Predict.glm not predicting missing values in response
Solution 1
When glm
fits the model, it uses only the cases where there are no missing values. You can still get predictions for the cases where your y
values are missing, by constructing a data frame and passing that to predict.glm
.
predict(m, newdata=data.frame(y, x))
Solution 2
The issue is with your call to glm
, which has a na.action
argument which is set to na.omit
Therefore these values are omited (and when predict.glm
is called, they are still omitted)
From ?glm
na.action
a function which indicates what should happen when the data contain NAs. The default is set by the na.action setting of options, and is na.fail if that is unset. The ‘factory-fresh’ default is na.omit. Another possible value is NULL, no action. Value na.exclude can be useful.
from ?na.exclude
(which is general NA
action help page)
na.exclude differs from na.omit only in the class of the "na.action" attribute of the result, which is "exclude". This gives different behaviour in functions making use of naresid and napredict: when na.exclude is used the residuals and predictions are padded to the correct length by inserting NAs for cases omitted by na.exclude.
generic_user
Updated on June 14, 2022Comments
-
generic_user almost 2 years
For some reason, when I specify glms (and lm's too, it turns out), R is not predicting missing values of the data. Here is an example:
y = round(runif(50)) y = c(y,rep(NA,50)) x = rnorm(100) m = glm(y~x, family=binomial(link="logit")) p = predict(m,na.action=na.pass) length(p) y = round(runif(50)) y = c(y,rep(NA,50)) x = rnorm(100) m = lm(y~x) p = predict(m) length(p)
The length of p should be 100, but its 50. The weird thing is that I have other predicts in the same script that do predict from missing data.
EDIT: It turns out that those other predicts were quite wrong -- I was doing
imputed.value = rnorm(N,mean.from.predict,var.of.prediction.interval)
. This recycled the mean and sd vectors from the lm predict or glm predict functions whenlength(predict)<N
, which was quite different from what I was seeking.So my question is what about my example code is stopping glm and lm from predicting missing values?
Thanks!
-
generic_user about 11 yearsI am indeed constructing imputations. What I want is $X'\hat\beta$ for the $X$ values where $Y$ is missing. Edit: sorry, is there no latex in this forum? I mean fitted values with prediction intervals for new data. I suppose I could do so manually, but I expected predict to, well, predict. Whether I use them for imputations or whatever should be up to me.
-
generic_user about 11 yearsThanks -- this works, but is odd. I guess the "original" data when newdata is left to default is the model matrix, rather than the variables fed to glm.
-
generic_user about 11 yearsJust to add extra appreciation for this answer: you helped me to find a potentially MASSIVE error in my code.
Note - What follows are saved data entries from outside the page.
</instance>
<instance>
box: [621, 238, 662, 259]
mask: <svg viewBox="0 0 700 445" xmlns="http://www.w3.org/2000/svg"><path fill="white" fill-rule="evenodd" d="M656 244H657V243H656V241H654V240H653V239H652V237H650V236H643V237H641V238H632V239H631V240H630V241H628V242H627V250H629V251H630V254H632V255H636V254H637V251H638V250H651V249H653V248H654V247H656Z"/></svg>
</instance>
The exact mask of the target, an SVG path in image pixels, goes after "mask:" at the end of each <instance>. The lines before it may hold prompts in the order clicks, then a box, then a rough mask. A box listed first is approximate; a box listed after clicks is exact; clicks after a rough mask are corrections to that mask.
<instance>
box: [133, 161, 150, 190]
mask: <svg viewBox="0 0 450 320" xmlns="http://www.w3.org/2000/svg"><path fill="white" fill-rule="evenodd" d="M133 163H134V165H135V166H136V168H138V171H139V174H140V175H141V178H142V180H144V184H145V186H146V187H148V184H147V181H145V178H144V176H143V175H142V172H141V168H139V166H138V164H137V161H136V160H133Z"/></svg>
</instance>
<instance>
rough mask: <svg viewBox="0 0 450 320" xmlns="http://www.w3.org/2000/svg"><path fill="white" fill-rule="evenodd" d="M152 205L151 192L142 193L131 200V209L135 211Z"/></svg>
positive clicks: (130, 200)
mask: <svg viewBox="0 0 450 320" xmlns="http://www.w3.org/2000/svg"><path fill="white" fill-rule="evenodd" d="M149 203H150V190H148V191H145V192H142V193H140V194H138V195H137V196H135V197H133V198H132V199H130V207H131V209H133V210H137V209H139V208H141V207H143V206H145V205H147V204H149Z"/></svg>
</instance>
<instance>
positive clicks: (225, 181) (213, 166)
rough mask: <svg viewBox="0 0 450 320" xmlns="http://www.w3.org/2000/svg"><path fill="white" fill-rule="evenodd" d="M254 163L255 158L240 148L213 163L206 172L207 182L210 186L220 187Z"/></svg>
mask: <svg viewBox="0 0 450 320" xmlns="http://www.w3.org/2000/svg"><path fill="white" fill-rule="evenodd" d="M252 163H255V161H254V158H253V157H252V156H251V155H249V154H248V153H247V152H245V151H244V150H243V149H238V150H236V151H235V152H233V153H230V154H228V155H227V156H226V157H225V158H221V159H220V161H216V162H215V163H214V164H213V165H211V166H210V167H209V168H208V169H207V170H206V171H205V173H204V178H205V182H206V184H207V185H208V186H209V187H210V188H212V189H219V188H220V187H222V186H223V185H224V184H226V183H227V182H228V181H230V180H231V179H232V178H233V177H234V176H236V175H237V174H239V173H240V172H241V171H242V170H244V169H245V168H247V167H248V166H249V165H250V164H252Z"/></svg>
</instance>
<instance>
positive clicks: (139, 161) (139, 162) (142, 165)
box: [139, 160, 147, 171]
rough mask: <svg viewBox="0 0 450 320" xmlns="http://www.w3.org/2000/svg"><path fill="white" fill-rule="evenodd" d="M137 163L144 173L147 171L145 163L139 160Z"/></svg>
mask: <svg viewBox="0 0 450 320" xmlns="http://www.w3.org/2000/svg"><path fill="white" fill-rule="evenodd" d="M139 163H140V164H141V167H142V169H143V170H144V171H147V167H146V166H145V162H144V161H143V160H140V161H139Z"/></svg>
Really grateful.
-
IRTFM about 11 yearsDownvoting for correct advice about software behavior that doesn't meet ones fantasies is childish.
-
generic_user about 11 yearsI downvoted your comment because it wasn't constructive. You make unfounded assumptions in a mildly hostile tone. Whats more, your answer is not in fact an answer, but rather a comment/a request for further information.
-
IRTFM over 8 yearsAnother downvote to this? I suppose leaving this answer ... and it is an answer (since R does NOT impute for missing values in data given to
glm
even with other values for na.action)... will continue to annoy people who have difficulty accepting reality. If you want to impute data then you need to use a package that provides that facility. -
generic_user over 8 yearsTwo years ago when I was learning R, you provided a technically correct, if rude and useless answer. A useful answer would have been to explain that
predict
when applied to a fitted model defaults to the model frame stored in the (g)lm object, which in turn omits observations with missing values. It is a bit dense in fact to assume that anyone would seek imputation from a predict function. If you had actually looked at what I was asking at the time, you would have seen that I wanted predictions ofy
wherex
is observed. Imputation usually refers to efforts to account for missing covs -
IRTFM over 8 years@generic_user: How is it rude to say that R does not return a value from
predict.glm
for cases that have missing values? You are the only one who has suggested that I am "dense". I just suggested that you appeared to have gotten an incorrect idea. You said you had observed something different and I suggested that you needed to provide a demonstration in code. In a technical forum that's not being "rude", it's being accurate.